Before conducting the tests, the participant was shown a sample TMT with eight dots so as to become familiar with the connecting rules and test procedures. Then, the paper-and-pencil test was administered to the participant. The time taken to complete the trail, i.e. time to completion, was recorded with a timer. After an interval of 30 s, two computerized tests were administered to the participant consecutively. The test statistics were recorded by iTMT for later analysis.

7. Conclusion

In this paper, we proposed a DAC approach to generate instances of TMT that can be used in longitudinal cognitive assessment. Our proposed approach is able to generated a theoretically unlimited number of different TMT instances which can be used in consecutive test administrations. Moreover, the instances generated by the proposed approach have a similar level of difficulty to Reitan’s paper-and-pencil TMT by reproducing its spatial characteristics. We also created a test application, iTMT, which implements the DAC approach to generate computerized TMTs. The preliminary results from the pilot study support the effectiveness of our DAC approach. Compared to existing computerized tests, the instances of TMT generated by the approach produced test results that were significantly more correlated with results of Reitan’s TMT. Similar difficulty and highly correlated results suggest that these instances possess similar diagnostic power to the Reitan’s TMT and are able to better distinguish subjects with different level of cognitive abilities. iTMT also demonstrated higher test–retest reliability and significantly reduced practice effects than existing computerized tests. Due to the illiteracy of some participants, only TMT Part A and its computerized versions were tested in this study. In the future, we plan to study Part B in a similar way.
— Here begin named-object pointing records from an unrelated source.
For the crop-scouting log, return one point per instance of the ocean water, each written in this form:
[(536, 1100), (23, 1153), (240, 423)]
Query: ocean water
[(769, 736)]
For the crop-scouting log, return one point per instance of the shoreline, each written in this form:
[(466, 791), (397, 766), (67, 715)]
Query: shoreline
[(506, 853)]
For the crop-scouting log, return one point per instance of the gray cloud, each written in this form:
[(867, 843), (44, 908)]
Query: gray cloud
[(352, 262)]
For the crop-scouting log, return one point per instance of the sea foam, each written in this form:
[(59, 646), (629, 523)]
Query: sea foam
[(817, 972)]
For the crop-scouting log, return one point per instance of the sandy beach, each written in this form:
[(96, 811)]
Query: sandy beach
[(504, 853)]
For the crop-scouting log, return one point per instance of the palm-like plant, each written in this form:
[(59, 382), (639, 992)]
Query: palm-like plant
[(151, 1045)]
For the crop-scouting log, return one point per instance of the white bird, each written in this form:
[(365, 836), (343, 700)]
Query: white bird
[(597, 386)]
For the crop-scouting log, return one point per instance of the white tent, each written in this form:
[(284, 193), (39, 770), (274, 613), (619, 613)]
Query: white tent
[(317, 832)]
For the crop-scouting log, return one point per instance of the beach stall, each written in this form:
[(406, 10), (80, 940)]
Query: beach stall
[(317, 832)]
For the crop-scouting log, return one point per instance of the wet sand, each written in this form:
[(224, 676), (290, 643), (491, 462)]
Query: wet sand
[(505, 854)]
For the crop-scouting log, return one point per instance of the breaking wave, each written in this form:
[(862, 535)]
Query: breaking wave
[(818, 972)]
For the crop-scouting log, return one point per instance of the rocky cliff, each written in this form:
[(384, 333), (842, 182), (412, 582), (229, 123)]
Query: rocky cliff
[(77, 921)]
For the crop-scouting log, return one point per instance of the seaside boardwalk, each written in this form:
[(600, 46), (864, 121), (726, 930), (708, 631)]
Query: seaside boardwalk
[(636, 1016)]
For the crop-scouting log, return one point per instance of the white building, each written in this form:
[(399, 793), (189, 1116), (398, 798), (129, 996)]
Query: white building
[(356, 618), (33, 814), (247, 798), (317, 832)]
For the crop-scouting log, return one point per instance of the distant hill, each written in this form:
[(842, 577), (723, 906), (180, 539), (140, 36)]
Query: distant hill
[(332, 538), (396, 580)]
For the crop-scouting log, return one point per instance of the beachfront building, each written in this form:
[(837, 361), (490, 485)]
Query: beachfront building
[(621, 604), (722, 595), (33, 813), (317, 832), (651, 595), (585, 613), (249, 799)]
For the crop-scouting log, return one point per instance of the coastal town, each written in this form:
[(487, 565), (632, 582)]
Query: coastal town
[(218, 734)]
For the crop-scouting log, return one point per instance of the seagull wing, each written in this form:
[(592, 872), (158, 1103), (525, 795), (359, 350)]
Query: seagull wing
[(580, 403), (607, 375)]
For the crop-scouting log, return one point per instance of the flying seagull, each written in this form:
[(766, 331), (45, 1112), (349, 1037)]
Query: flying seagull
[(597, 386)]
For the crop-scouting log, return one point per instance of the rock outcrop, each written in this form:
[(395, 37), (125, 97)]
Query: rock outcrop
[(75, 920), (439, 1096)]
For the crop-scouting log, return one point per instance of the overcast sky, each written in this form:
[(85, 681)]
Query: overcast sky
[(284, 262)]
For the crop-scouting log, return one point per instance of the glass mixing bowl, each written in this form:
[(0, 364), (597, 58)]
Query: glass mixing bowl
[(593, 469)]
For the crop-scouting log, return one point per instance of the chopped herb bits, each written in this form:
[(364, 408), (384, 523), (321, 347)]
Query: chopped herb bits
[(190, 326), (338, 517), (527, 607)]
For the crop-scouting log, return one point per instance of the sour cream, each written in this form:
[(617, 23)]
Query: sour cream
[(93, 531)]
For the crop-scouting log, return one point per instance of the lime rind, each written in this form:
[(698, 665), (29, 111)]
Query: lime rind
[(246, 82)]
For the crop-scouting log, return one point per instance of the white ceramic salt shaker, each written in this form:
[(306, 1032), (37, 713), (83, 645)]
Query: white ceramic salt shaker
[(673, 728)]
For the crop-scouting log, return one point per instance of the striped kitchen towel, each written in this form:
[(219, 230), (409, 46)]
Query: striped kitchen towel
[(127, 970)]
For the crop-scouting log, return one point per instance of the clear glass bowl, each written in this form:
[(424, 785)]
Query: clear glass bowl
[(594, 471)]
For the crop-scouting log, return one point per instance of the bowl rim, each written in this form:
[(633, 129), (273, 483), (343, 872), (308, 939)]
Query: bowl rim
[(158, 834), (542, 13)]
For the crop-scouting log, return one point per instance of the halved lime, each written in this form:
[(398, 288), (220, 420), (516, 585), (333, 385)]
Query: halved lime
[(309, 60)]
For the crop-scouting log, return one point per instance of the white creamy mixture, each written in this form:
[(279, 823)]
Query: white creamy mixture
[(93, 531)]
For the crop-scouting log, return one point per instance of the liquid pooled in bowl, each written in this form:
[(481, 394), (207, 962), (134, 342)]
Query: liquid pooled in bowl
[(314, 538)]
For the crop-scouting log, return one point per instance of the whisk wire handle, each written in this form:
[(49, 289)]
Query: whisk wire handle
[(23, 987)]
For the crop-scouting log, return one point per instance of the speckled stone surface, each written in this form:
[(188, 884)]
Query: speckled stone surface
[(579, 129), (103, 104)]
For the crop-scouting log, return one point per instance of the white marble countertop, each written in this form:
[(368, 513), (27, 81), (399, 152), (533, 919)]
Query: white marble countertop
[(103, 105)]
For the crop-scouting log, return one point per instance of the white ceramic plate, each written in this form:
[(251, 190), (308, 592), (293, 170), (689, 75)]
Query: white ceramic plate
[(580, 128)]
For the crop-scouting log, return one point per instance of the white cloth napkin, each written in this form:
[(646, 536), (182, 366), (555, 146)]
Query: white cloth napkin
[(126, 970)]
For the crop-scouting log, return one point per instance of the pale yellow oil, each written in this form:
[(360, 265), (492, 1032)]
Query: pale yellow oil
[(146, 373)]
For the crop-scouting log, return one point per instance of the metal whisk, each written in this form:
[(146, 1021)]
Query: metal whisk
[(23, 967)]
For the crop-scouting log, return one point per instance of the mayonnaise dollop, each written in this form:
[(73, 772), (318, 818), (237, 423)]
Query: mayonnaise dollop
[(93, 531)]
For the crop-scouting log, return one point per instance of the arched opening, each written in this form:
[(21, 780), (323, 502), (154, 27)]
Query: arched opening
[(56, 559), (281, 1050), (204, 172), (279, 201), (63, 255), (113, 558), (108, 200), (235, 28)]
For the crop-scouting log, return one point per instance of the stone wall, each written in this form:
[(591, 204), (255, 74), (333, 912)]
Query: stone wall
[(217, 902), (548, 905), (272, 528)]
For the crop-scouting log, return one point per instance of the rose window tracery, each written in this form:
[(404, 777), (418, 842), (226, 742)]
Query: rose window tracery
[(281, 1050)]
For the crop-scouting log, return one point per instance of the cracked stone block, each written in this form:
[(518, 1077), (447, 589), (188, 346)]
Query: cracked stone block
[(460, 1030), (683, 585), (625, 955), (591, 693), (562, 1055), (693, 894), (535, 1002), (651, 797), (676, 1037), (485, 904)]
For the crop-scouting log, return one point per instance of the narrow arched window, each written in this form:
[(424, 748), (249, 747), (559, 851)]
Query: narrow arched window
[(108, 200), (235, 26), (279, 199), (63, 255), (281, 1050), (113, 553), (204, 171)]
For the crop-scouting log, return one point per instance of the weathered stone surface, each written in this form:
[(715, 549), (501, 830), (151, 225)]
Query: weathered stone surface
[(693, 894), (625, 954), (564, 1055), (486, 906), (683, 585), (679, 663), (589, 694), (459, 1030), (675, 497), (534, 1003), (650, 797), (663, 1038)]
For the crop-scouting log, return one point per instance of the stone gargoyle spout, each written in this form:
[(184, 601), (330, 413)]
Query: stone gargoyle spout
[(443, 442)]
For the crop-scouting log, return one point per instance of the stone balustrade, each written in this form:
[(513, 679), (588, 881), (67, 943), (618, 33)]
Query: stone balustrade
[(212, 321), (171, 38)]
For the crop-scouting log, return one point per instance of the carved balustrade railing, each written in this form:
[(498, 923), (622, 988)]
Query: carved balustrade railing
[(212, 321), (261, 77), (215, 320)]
By supporting self-assessment, iTMT also can help to crowdsource the assessment processes, which need to be administered by healthcare professionals conventionally, to the patients themselves. To validate the feasibility of using iTMT in self-assessment over a long time period, it is worthwhile to study how test performance of it would change beyond the 2nd administration. Further experiments need to be conducted to find out whether the test performance of iTMT is convergent and how does the test performance converge.